Nukus: "Zoroastrianism"

Oscar White Muscarella

Curator Emeritus

Ancient Near East Department

The Metropolitan Museum of Art

New York, New York




June 7, 2009

Dear Oscar,

While traveling across Uzbekistan, I read about Central Asian empires I did not know: the Sogdiana Kingdom, the Khorezm Kingdom, the Kushan Dynasty, the Samanid Dynasty, and the Timurids. It's a dynamic history in a land with a deep past.

I did find one local term I remembered from your Ancient History class at City College: Zoroastrianism.

I recalled (with a little help from the Internet) that Zoroastrianism is a religion and philosophy at least 3000 years old and a possible precursor to Judaism and Christianity, Islam and Buddhism. Basic tenets include the idea of a creator - one universal and transcendent god; truth and order versus untruth and disorder. Good thoughts, good words, and good deeds lead to order and happiness.

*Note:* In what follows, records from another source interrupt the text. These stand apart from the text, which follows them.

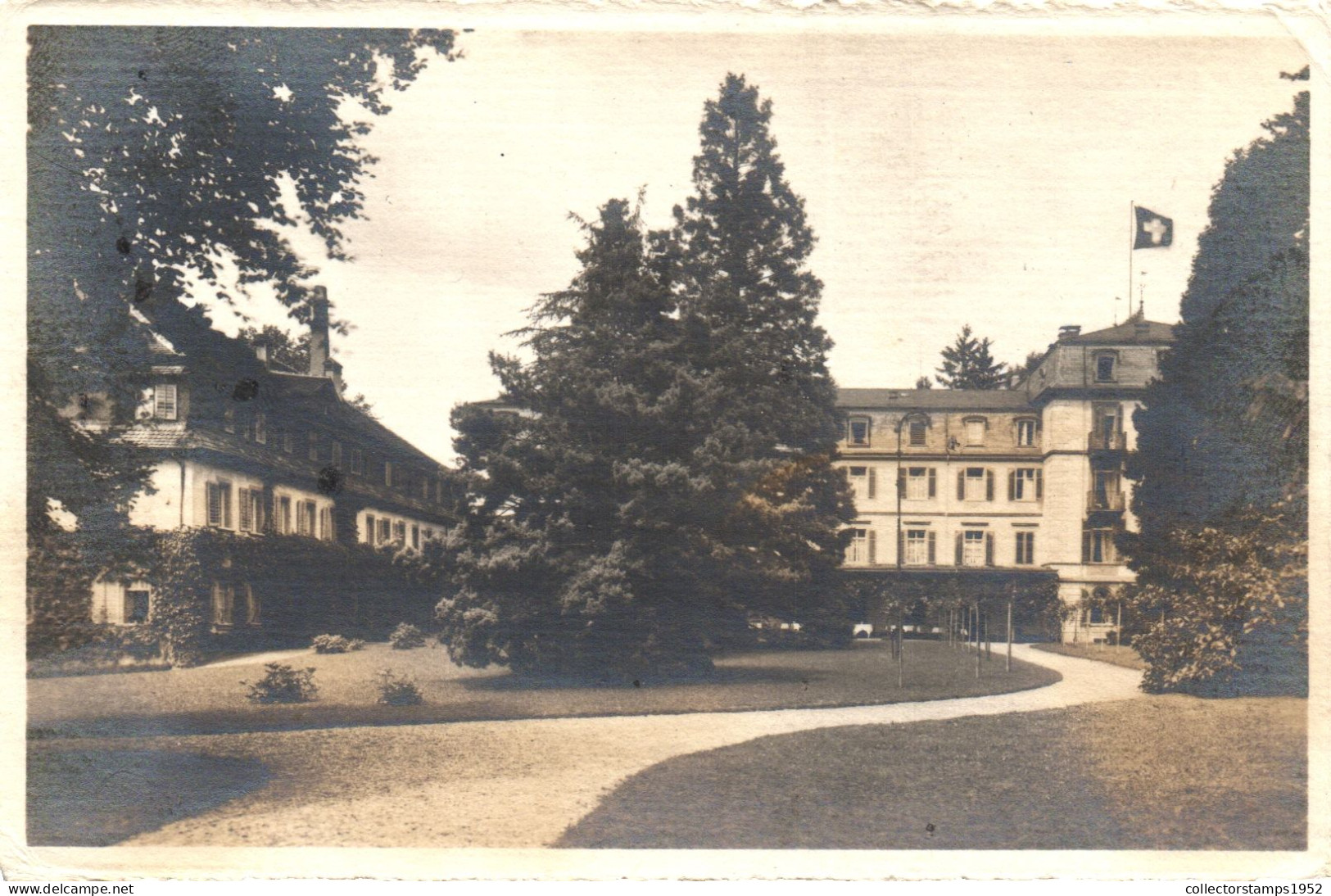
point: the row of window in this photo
(973, 483)
(291, 517)
(919, 546)
(916, 434)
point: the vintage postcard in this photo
(521, 442)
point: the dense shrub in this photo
(336, 645)
(283, 685)
(406, 636)
(398, 690)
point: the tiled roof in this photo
(933, 398)
(1130, 332)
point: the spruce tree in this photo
(967, 364)
(1222, 461)
(670, 470)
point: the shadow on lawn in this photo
(96, 798)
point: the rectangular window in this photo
(1025, 549)
(136, 604)
(251, 617)
(862, 547)
(973, 547)
(920, 483)
(283, 515)
(251, 510)
(862, 481)
(976, 485)
(305, 512)
(917, 547)
(220, 504)
(1026, 483)
(224, 604)
(164, 401)
(1098, 546)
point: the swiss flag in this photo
(1153, 231)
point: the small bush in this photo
(336, 645)
(283, 685)
(398, 690)
(406, 636)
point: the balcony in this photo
(1109, 500)
(1107, 441)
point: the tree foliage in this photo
(1224, 434)
(671, 468)
(157, 159)
(968, 364)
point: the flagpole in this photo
(1132, 238)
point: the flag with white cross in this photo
(1153, 231)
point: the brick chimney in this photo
(319, 333)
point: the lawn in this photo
(1161, 772)
(1116, 654)
(212, 699)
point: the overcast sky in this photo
(949, 180)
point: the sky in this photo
(951, 179)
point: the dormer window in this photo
(1107, 366)
(858, 432)
(164, 401)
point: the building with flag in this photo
(1016, 485)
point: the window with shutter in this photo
(164, 401)
(251, 617)
(215, 504)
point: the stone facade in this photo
(1022, 480)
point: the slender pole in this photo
(901, 643)
(977, 640)
(1009, 636)
(1132, 238)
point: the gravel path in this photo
(519, 783)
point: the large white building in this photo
(1021, 480)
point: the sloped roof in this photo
(933, 398)
(1130, 332)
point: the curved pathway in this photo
(523, 783)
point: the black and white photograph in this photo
(606, 436)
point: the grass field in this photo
(1116, 654)
(212, 699)
(1162, 772)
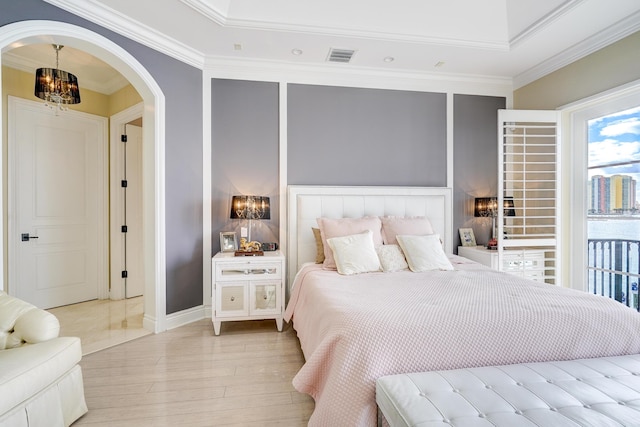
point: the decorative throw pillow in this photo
(391, 258)
(338, 227)
(319, 245)
(409, 226)
(424, 253)
(355, 253)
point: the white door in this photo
(57, 204)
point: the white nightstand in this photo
(527, 263)
(247, 288)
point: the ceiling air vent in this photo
(340, 55)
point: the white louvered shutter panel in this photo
(528, 233)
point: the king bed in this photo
(355, 326)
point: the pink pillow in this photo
(338, 227)
(406, 226)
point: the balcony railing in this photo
(614, 269)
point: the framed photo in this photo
(467, 237)
(228, 241)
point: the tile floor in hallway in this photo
(102, 323)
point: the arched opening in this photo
(153, 163)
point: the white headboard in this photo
(306, 203)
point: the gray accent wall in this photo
(182, 88)
(245, 154)
(356, 136)
(475, 160)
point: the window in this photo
(600, 160)
(613, 223)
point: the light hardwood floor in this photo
(189, 377)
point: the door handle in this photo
(26, 237)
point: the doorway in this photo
(28, 32)
(57, 204)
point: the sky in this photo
(613, 139)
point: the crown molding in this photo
(543, 22)
(99, 14)
(620, 30)
(222, 19)
(336, 75)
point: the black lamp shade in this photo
(488, 206)
(250, 207)
(57, 86)
(509, 206)
(484, 206)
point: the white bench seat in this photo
(587, 392)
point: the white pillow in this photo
(391, 258)
(355, 253)
(424, 253)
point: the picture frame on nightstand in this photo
(228, 242)
(467, 237)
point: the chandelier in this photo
(57, 87)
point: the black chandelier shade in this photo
(57, 86)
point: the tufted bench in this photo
(587, 392)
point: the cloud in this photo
(610, 151)
(621, 127)
(625, 113)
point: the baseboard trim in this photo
(184, 317)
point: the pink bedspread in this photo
(354, 329)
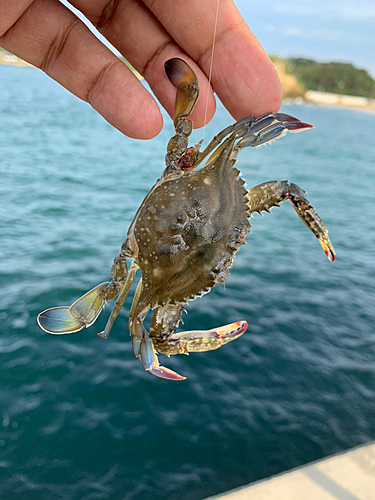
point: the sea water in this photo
(80, 418)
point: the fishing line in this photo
(211, 64)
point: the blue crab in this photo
(186, 233)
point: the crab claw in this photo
(201, 340)
(144, 350)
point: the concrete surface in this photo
(348, 476)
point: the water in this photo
(80, 418)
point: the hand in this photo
(48, 35)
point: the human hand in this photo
(48, 35)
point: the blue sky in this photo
(325, 30)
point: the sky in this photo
(324, 30)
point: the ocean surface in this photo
(80, 418)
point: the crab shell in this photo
(188, 231)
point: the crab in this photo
(186, 233)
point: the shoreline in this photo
(312, 97)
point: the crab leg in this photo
(142, 344)
(119, 302)
(85, 310)
(270, 194)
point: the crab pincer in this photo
(186, 232)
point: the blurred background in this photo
(80, 418)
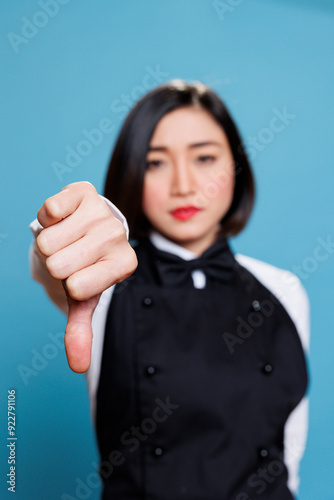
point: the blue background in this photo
(258, 55)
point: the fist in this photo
(86, 247)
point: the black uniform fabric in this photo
(196, 384)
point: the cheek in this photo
(220, 185)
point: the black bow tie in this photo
(217, 263)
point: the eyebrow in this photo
(191, 146)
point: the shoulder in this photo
(287, 287)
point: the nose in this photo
(183, 182)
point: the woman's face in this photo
(189, 182)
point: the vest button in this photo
(263, 452)
(147, 301)
(158, 452)
(150, 370)
(256, 305)
(267, 368)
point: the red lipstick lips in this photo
(185, 213)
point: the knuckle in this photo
(42, 243)
(51, 208)
(127, 265)
(75, 288)
(53, 267)
(118, 231)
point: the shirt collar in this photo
(162, 243)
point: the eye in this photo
(206, 159)
(153, 164)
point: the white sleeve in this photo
(289, 290)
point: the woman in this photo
(198, 375)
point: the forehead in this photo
(186, 126)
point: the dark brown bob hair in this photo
(125, 176)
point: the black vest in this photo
(195, 388)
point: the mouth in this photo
(185, 213)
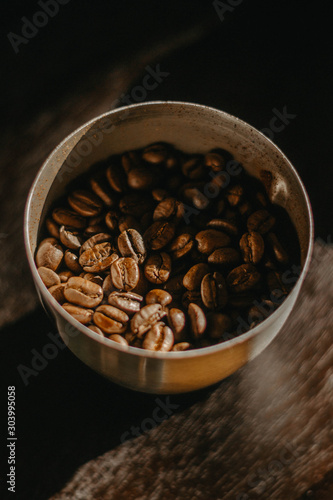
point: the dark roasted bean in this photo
(214, 291)
(158, 267)
(252, 247)
(243, 278)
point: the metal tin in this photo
(192, 128)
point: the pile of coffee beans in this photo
(168, 251)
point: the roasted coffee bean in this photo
(72, 262)
(177, 322)
(197, 319)
(49, 254)
(125, 273)
(159, 234)
(126, 301)
(181, 246)
(57, 292)
(129, 222)
(65, 275)
(118, 338)
(95, 329)
(182, 346)
(99, 187)
(218, 324)
(214, 291)
(211, 239)
(69, 239)
(167, 209)
(226, 256)
(68, 218)
(141, 178)
(224, 225)
(193, 277)
(155, 153)
(116, 177)
(157, 296)
(83, 292)
(260, 221)
(130, 244)
(94, 240)
(234, 195)
(110, 319)
(112, 220)
(81, 314)
(215, 161)
(98, 258)
(279, 252)
(243, 278)
(49, 277)
(157, 268)
(192, 296)
(143, 320)
(53, 228)
(158, 338)
(193, 167)
(252, 247)
(85, 203)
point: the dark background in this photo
(262, 56)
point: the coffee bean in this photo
(110, 319)
(49, 254)
(83, 292)
(125, 273)
(181, 246)
(226, 256)
(214, 291)
(252, 247)
(119, 339)
(211, 239)
(85, 203)
(71, 240)
(68, 218)
(158, 338)
(159, 234)
(72, 262)
(98, 258)
(157, 296)
(143, 320)
(81, 314)
(126, 301)
(49, 277)
(177, 322)
(157, 268)
(193, 277)
(260, 221)
(218, 324)
(94, 240)
(197, 319)
(130, 244)
(243, 278)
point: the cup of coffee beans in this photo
(172, 235)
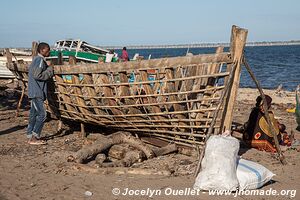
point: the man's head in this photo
(44, 49)
(259, 101)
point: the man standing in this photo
(39, 73)
(124, 56)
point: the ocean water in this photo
(272, 65)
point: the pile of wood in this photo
(120, 149)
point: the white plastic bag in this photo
(252, 175)
(218, 167)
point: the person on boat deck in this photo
(39, 74)
(109, 56)
(124, 56)
(257, 133)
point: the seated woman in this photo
(257, 132)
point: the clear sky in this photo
(137, 22)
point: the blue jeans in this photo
(37, 118)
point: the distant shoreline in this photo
(196, 45)
(204, 45)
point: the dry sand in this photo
(41, 172)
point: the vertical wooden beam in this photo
(237, 44)
(8, 56)
(82, 130)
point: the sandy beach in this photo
(42, 172)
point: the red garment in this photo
(124, 55)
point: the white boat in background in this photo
(4, 71)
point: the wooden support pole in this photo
(34, 49)
(82, 131)
(238, 41)
(215, 115)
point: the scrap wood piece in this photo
(125, 137)
(90, 151)
(129, 159)
(121, 170)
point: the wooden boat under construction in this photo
(178, 105)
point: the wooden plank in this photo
(143, 65)
(125, 91)
(92, 93)
(170, 86)
(108, 92)
(148, 90)
(238, 41)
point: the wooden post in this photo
(238, 41)
(82, 131)
(34, 49)
(8, 56)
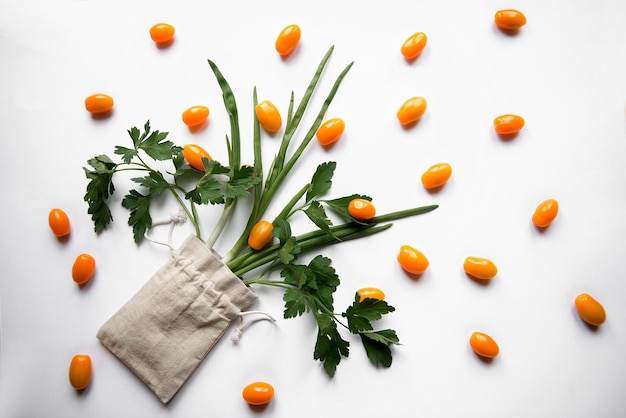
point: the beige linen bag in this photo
(168, 327)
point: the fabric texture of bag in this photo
(169, 326)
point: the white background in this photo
(565, 73)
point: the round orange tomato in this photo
(414, 45)
(484, 345)
(412, 260)
(412, 110)
(260, 235)
(437, 175)
(545, 213)
(194, 154)
(370, 293)
(99, 103)
(330, 131)
(361, 209)
(195, 116)
(258, 393)
(162, 33)
(80, 371)
(83, 269)
(590, 310)
(59, 223)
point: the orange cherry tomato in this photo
(545, 213)
(484, 345)
(361, 209)
(509, 19)
(83, 269)
(59, 223)
(268, 116)
(414, 45)
(99, 103)
(330, 131)
(195, 115)
(370, 293)
(288, 40)
(590, 310)
(260, 235)
(80, 371)
(437, 175)
(162, 33)
(411, 110)
(481, 268)
(258, 393)
(508, 124)
(412, 260)
(194, 154)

To visit the Zoroastrian sites, I needed to depart from the normal tourist route and drive much further west into the autonomous republic of Karakalpakstan to a city called Nukus.  According to my guidebook, the only sight in Nukus is the Savitsky Karakalpakstan Art Museum, itself, a worthy stop. But outside town I found a hillside necropolis at Mizdakhan and a haunting sight at Chylpyk.